The Chatbot: Putting It Together

Now we wire everything into a usable interface:

# chatbot.py
from openai import OpenAI
from memory_manager import MemoryManager
from models import MessageRole
from config import settings

client = OpenAI(api_key=settings.openai_api_key)

SYSTEM_PROMPT = """You are a senior data engineering assistant at Wicked Smart Data. 
You help practitioners with data pipelines, SQL optimization, dbt models, 
Spark performance, and architectural decisions.

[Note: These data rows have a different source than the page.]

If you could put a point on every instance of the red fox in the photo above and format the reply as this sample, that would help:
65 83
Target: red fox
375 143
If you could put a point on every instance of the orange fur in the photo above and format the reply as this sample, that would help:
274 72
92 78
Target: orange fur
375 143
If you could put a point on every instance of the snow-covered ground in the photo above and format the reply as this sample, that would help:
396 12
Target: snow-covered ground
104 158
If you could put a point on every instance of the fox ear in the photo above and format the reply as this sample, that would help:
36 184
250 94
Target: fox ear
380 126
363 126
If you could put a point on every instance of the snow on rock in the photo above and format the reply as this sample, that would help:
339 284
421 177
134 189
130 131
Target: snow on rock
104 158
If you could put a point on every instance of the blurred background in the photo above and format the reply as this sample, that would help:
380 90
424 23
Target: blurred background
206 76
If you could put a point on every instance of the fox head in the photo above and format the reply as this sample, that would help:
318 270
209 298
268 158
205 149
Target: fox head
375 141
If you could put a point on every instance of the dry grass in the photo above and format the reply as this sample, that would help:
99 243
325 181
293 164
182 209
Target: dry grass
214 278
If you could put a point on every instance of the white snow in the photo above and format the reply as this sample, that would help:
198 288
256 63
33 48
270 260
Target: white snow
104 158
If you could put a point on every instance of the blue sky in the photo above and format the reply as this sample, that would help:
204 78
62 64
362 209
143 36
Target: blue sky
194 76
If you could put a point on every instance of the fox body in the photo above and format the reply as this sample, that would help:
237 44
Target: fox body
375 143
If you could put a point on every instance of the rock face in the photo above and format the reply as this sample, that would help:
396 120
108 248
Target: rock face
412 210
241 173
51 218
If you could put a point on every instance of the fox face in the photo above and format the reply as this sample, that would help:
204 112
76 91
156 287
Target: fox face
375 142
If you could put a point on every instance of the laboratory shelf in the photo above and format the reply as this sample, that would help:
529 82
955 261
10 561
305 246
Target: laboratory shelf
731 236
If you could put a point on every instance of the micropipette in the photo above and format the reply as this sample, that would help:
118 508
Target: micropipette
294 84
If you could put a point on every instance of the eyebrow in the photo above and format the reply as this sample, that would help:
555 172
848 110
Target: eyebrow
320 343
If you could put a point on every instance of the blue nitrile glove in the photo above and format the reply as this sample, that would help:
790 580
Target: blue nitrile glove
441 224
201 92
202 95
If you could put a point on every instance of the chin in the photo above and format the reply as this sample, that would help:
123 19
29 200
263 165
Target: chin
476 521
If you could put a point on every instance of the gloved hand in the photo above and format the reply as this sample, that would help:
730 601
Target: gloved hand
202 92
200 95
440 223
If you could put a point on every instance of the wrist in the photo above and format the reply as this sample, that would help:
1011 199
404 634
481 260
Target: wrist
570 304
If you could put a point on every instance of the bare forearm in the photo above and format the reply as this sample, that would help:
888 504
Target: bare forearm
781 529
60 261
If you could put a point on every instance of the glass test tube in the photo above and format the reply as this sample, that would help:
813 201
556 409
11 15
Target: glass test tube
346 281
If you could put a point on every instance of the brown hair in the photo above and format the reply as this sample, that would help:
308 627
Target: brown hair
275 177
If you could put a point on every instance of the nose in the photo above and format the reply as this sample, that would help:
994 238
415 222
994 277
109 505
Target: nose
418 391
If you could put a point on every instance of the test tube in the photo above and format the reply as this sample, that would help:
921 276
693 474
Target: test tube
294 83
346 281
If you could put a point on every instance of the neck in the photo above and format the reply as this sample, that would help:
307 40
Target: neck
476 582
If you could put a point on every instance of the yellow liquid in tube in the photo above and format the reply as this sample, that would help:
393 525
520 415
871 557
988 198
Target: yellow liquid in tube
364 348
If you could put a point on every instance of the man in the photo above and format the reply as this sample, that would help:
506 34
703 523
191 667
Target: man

You maintain context across the conversation and refer back to earlier discussion 
when relevant. When you're working from a summary of earlier context, you can 
acknowledge this if asked."""

class DataEngineeringAssistant:
    def __init__(self, session_id: str):
        self.memory = MemoryManager(session_id)
    
    def chat(self, user_input: str) -> str:
        # Record the user's message
        self.memory.add_message(MessageRole.USER, user_input)
        
        # Build context for this turn
        context = self.memory.build_context(
            current_query=user_input,
            system_prompt=SYSTEM_PROMPT,
            use_vector_retrieval=True
        )
        
        # Call the LLM
        response = client.chat.completions.create(
            model=settings.model_name,
            messages=context,
            temperature=0.7,
            max_tokens=1000
        )
        
        reply = response.choices[0].message.content
        
        # Record the assistant's response
        self.memory.add_message(MessageRole.ASSISTANT, reply)
        
        return reply
    
    def status(self) -> None:
        stats = self.memory.get_memory_stats()
        print("\n--- Memory Status ---")
        for key, value in stats.items():
            print(f"  {key}: {value}")
        print("--------------------\n")


# Demo usage
if __name__ == "__main__":
    import sys
    
    # Use a fixed session ID to demonstrate persistence across runs
    session_id = "session_ana_torres_2024"
    assistant = DataEngineeringAssistant(session_id)
    
    print(f"Starting session: {session_id}")
    print("Type 'status' to see memory diagnostics, 'quit' to exit.\n")
    
    while True:
        user_input = input("You: ").strip()
        if not user_input:
            continue
        if user_input.lower() == "quit":
            break
        if user_input.lower() == "status":
            assistant.status()
            continue
        
        response = assistant.chat(user_input)
        print(f"\nAssistant: {response}\n")

Hands-On Exercise

Build a multi-user version of this system where each user gets isolated memory, and implement a "memory quality" metric.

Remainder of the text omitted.